Mistake 3: Perfectionist SLOs
Problem: 99.99% SLO when 99.9% would be fine Solution: Higher SLOs cost exponentially more; pick the minimum acceptable level
Mistake 4: Ignoring Error Budgets
Problem: Treating any SLO miss as an emergency Solution: Error budgets exist to be spent; use them to balance feature velocity and reliability
Mistake 5: Static SLOs
Problem: Setting SLOs once and never updating them Solution: Review SLOs quarterly; adjust based on user feedback and business changes
SLO Review Process
Monthly SLO Review Agenda
- SLO Achievement Review: Did we meet our SLOs?
- Error Budget Analysis: How did we spend our error budget?
- Incident Correlation: Which incidents impacted our SLOs?
- SLI Quality Assessment: Are our SLIs still meaningful?
- Target Adjustment: Should we change any targets?
Quarterly SLO Health Check
- User Impact Validation: Survey users about acceptable performance
- Business Alignment: Do SLOs still reflect business priorities?
- Measurement Quality: Are we measuring the right things?

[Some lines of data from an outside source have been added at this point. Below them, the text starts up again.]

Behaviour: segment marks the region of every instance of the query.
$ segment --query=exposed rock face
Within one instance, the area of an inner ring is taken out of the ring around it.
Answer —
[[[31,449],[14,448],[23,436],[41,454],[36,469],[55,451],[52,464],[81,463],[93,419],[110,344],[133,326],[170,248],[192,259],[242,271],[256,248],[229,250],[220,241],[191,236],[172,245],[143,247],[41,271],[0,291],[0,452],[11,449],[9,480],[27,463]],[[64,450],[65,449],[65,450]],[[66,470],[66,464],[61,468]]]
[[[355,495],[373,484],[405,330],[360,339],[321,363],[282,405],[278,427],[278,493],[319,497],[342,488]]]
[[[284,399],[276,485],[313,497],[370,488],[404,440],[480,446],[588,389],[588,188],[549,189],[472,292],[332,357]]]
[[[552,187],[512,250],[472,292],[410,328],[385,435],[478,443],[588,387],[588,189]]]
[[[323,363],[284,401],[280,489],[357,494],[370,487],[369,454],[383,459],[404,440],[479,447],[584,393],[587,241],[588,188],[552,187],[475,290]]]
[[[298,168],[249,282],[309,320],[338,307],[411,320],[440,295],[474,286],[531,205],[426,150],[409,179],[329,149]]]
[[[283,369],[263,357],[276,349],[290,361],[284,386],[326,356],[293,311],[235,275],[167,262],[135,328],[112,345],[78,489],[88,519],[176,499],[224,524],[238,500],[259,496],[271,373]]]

- Cost/Benefit Analysis: Are tighter SLOs worth the investment?
Tooling and Automation
Essential Tools
- Metrics Collection: Prometheus, InfluxDB, CloudWatch
- Alerting: Alertmanager, PagerDuty, OpsGenie
- Dashboards: Grafana, DataDog, New Relic
- SLO Platforms: Sloth, Pyrra, Service Level Blue
Automation Opportunities
- Burn rate alert generation from SLO definitions
- Dashboard creation from SLO specifications
- Error budget calculation and tracking
- Release blocking based on error budget consumption
Getting Started Checklist
- Identify your service's critical user journeys
- Choose 1-2 SLIs that best reflect user experience
- Collect 4-6 weeks of baseline data
- Set initial SLO targets based on historical performance
- Implement basic SLO monitoring and alerting
- Create an SLO dashboard
- Define error budget policies
- Schedule monthly SLO reviews
- Plan for quarterly SLO health checks
Remember: SLOs are a journey, not a destination. Start simple, learn from experience, and iterate toward better reliability management.